Annual Lecture and Reading Series
Our students are required to participate in the curation of literary events at King’s, including an annual public lecture by a high-profile author. They are also responsible for curating "Poetry And...", a quarterly reading in which leading poets illuminte the powerful connections between poetry and other disciplines. Students will develop skills in public engagement by chairing discussions and may also perform excerpts of their own writing.
Editing a Literary Journal
Our students have the opportunity to learn about the processes required to compile, edit and publish a literary journal by shadowing editors at a leading London-based publication.

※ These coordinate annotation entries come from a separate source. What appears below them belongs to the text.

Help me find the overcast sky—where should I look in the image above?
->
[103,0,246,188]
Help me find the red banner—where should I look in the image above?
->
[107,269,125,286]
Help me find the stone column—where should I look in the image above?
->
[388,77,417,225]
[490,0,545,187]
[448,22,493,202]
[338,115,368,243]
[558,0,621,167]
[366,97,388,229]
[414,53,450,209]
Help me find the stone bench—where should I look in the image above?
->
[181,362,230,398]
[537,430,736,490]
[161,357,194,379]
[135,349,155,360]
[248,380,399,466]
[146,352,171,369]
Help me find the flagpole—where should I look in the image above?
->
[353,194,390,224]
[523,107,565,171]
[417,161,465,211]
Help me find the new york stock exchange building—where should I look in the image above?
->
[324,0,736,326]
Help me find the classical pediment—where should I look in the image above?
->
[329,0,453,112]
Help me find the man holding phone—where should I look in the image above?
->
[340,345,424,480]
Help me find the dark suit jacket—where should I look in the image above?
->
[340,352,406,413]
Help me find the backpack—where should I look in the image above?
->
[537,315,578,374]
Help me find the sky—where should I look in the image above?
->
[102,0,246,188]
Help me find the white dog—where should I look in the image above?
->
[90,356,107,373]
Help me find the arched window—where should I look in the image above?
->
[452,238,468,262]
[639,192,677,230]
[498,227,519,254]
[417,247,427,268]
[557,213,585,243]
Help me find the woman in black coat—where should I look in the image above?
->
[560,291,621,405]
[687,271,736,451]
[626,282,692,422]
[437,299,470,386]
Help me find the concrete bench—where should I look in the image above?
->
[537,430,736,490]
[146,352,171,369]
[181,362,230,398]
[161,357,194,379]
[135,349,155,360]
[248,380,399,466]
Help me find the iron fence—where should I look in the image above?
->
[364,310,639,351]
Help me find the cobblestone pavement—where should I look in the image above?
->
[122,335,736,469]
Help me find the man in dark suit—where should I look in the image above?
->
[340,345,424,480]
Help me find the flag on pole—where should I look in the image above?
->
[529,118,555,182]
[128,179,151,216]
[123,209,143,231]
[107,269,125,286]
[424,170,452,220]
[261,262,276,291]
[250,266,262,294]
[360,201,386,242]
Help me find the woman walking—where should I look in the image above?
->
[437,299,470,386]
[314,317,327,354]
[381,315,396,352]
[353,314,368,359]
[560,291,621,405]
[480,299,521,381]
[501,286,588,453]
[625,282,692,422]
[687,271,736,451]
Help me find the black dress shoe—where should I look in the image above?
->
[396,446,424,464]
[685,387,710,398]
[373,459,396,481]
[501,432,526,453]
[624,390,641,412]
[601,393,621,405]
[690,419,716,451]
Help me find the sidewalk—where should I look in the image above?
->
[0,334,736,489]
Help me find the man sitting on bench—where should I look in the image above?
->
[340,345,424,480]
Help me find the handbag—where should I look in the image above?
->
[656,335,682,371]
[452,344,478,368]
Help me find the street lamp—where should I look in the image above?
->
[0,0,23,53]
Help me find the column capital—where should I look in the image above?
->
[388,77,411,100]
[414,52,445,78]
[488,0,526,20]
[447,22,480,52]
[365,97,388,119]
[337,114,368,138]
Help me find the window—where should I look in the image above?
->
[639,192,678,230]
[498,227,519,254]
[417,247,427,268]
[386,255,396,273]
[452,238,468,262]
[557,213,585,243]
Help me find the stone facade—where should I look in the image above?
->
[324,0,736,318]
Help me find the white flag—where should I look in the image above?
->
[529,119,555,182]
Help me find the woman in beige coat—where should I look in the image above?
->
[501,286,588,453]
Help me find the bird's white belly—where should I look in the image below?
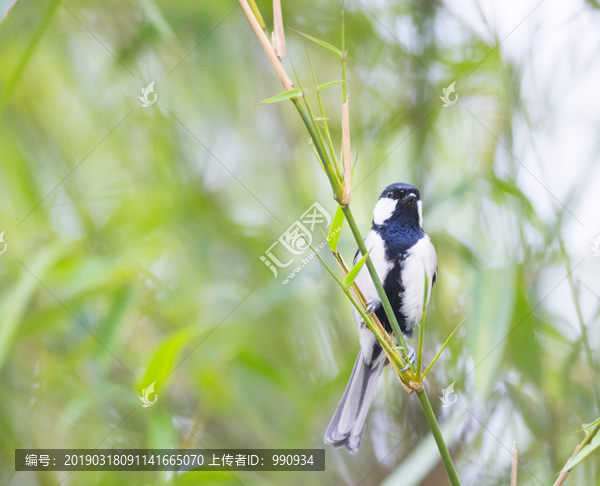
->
[400,235,437,330]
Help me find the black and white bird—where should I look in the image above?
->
[325,183,437,454]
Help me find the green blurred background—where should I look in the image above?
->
[0,0,600,486]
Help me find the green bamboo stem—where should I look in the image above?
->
[291,97,344,202]
[417,390,460,486]
[342,207,414,373]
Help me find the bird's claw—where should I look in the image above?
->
[398,344,417,371]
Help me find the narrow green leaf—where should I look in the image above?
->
[260,89,302,105]
[569,435,600,470]
[423,311,474,379]
[317,79,346,90]
[327,206,344,251]
[344,250,371,289]
[248,0,267,30]
[292,29,342,59]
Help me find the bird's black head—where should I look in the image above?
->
[373,182,423,227]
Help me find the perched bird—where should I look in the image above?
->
[325,183,437,454]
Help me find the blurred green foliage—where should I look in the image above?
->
[0,0,600,486]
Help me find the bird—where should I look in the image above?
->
[325,182,437,454]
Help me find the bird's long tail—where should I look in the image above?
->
[325,349,386,454]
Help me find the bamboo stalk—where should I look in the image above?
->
[341,100,352,206]
[273,0,285,57]
[510,440,518,486]
[239,0,294,91]
[554,445,581,486]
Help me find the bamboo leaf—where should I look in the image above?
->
[344,250,371,289]
[260,88,303,105]
[317,79,346,90]
[292,29,342,59]
[328,206,344,252]
[248,0,267,29]
[423,311,473,379]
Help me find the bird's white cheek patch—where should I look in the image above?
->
[373,198,398,225]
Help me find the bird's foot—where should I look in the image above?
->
[399,343,417,371]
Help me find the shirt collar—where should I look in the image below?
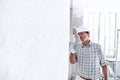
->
[82,41,91,48]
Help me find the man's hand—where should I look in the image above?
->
[102,65,108,80]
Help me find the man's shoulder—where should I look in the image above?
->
[90,42,100,47]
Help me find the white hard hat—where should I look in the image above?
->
[76,26,90,34]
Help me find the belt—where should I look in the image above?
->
[80,76,92,80]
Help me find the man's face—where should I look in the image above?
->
[78,32,89,42]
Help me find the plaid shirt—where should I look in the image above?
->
[76,42,106,80]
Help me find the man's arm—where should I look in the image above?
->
[102,65,108,80]
[69,53,76,64]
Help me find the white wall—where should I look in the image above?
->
[0,0,69,80]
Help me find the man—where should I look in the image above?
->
[70,26,108,80]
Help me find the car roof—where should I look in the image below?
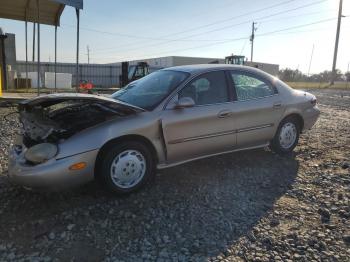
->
[162,64,275,81]
[163,64,254,73]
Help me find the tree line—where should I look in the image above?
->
[278,68,350,82]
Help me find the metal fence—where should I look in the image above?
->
[16,61,160,88]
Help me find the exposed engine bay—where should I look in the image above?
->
[19,95,144,147]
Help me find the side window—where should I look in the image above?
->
[231,72,275,101]
[179,71,229,105]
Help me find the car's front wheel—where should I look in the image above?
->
[271,117,300,154]
[98,142,154,194]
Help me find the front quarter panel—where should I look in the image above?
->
[56,112,163,163]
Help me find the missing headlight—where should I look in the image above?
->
[24,143,58,164]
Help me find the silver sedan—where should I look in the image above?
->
[9,65,320,193]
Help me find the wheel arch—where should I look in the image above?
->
[280,113,304,133]
[94,134,158,177]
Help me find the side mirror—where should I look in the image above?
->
[175,97,195,109]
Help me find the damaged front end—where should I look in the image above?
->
[16,94,144,164]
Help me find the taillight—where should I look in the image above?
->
[310,97,317,106]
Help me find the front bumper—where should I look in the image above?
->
[303,106,320,130]
[8,147,98,191]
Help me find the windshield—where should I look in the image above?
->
[112,70,189,110]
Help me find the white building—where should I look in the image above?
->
[113,56,279,76]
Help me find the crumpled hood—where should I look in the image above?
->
[18,93,145,147]
[19,93,145,113]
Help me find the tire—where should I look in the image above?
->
[97,141,155,194]
[271,116,300,155]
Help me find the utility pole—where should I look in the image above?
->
[86,45,90,64]
[250,22,257,62]
[346,62,350,88]
[307,44,315,76]
[331,0,343,85]
[32,22,35,62]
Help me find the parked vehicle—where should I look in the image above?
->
[9,64,320,193]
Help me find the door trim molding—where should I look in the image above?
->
[168,124,274,145]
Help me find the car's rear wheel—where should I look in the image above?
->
[98,142,154,194]
[271,116,300,154]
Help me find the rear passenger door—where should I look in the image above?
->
[230,71,284,147]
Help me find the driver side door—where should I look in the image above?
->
[161,71,236,164]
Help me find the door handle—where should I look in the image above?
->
[273,102,282,108]
[218,110,232,118]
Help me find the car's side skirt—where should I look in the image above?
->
[157,142,270,169]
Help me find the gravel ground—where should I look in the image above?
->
[0,90,350,261]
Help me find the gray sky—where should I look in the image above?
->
[0,0,350,72]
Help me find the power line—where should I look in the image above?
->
[88,0,300,50]
[89,0,327,53]
[102,18,336,61]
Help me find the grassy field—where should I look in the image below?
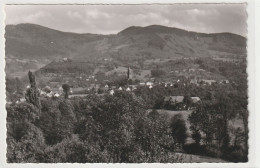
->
[171,153,227,163]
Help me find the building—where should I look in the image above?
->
[201,79,216,85]
[191,97,200,103]
[164,96,184,105]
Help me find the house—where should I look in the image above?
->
[191,97,200,103]
[164,96,184,105]
[54,93,60,97]
[140,82,145,86]
[71,87,86,94]
[201,79,216,85]
[189,68,196,72]
[20,98,26,103]
[146,82,153,86]
[109,89,115,96]
[190,79,199,85]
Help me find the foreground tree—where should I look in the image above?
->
[25,71,41,110]
[62,84,70,99]
[170,114,187,150]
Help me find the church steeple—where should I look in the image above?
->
[127,66,130,80]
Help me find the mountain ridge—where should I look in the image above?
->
[5,23,247,78]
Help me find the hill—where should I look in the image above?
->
[5,24,246,77]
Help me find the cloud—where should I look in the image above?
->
[5,4,247,35]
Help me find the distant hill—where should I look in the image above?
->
[5,24,246,77]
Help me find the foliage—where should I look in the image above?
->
[170,114,187,145]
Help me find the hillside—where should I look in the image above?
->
[5,24,246,77]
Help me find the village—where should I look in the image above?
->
[11,64,232,110]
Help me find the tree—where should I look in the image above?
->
[62,84,70,99]
[25,71,41,110]
[170,114,187,146]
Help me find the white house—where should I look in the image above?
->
[109,89,115,96]
[146,82,153,86]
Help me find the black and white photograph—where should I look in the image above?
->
[3,3,254,163]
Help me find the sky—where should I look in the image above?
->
[5,4,247,36]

There is a range of induction events and training provided for students by the Centre for Doctoral Studies, the Faculty of Arts and Humanities and the English Department. A significant number of our students are AHRC-funded through the London Arts and Humanities Partnership (LAHP) which also provides doctoral training to all students. All students take the ‘Doctoral Seminar’ in their first year. This is a series of informal, staff-led seminars on research skills in which students can share and gain feedback on their own work. We run a series of ‘Skills Lunches’, which are informal lunch meetings with staff, covering specific topics, including Upgrading, Attending Conferences, Applying for Funding and Post-Doctoral Awards, etc. Topics for these sessions are generally suggested by the students themselves, so are particularly responsive to student needs. We have an Early Career Staff Mentor who runs more formal workshops of varying kinds, particularly connected to career development and the professions.
Through our Graduate Teaching Assistantship Scheme, doctoral students are given the opportunity to teach in the department (usually in their second year of study) and are trained and supported as they do so.